Over the past few days, I’ve been using and debugging my Memcheck code using the Linux Test Project http://ltp.sourceforge.net/. The LTP is a set of over 3000 tests that excercise various components of the Linux Kernel. I haven’t run all the LTP tests as I’ve been debugging my code also and restarting the tests after a recompile of memcheck. I also tested memcheck with a kernel module I wrote to do an off by 1 read on a buffer returned by kmalloc. This was detected, and a report generated. The only problem though, was that I didnt get symbolic names for the kernel addresses in the module. I’ll have to fix this, perhaps by inspecting the kernels symbol table.
But still, I haven’t found a single out of bounds heap access in the Linux Kernel. Is the kernel really bug free, or am I missing something?
A potential source of problems leading me to miss bugs is that the slub allocator may be very efficient with little internal fragmentation. I don’t know slub internals, but perhaps what is happening is that allocation objects are being places seqentially after each other without any unused space in between. An off by 1, may just result in accessing the next allocated object. No report would be generated, since the memory being accessed is valid.

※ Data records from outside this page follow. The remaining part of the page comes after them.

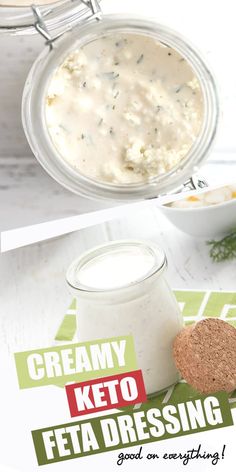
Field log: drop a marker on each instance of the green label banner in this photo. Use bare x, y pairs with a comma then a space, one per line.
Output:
130, 428
75, 362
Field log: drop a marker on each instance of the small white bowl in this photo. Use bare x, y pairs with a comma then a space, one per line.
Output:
209, 222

I can think of two ways to solve this.
1) I can add guard bytes around each object. This requires the least amount of changes to the kernel and is probably what I will try in the immediate future. This type of arrangement will allow detection of off by 1’s and true overflows were memory is accessed linearly past the end of the buffer. It won’t catch out of bounds access that point directly outside the object and its guard. The next solution may solve this problem.

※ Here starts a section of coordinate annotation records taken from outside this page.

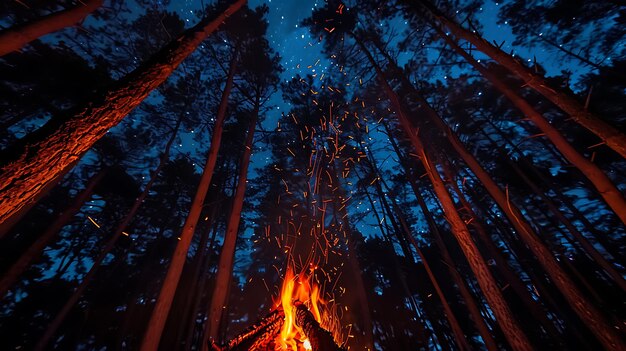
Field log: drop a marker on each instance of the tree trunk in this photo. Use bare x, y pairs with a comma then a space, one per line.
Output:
19, 36
219, 298
459, 336
468, 299
17, 216
34, 251
582, 240
38, 159
353, 261
502, 265
162, 307
610, 135
598, 178
76, 295
488, 285
527, 164
585, 310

2) A more challenging, but superior solution is to keep track of the base pointer used to reference objects internal members. By associating a memory access with a base pointer, or the specific object in question, all memory accesses that point to the other objects may be caught. The way to implement this solution is by tracing every instruction, keeping track of references to the start of heap allocations/objects. Pointers can be incremented, but the base pointer or object it refers remains constant. Then just following where those pointers lead. When a memory access occurs, and that location is derived from an address we are tracking, we can restrict access to a single object on the heap, insted of all active objects on the heap.
I really think 2) is the solution to implement in the long term. It’s slow and will take much longer to implement, but is really the only guaranteed way of tracking out of bounds access without many false negatives. I don’t know if I have time to implement this before Ruxcon. I don’t believe valgrind implements a solution like this (unless I’m mistaken), so it could be quite unique. Also, the code could be used as a base for memory leak detection, as its almost the basis of a garbage collector.
[ update: slub’s debugging option uses a redzone and can catch some types of corruption, so i probably dont need to implement guard bytes around each object ]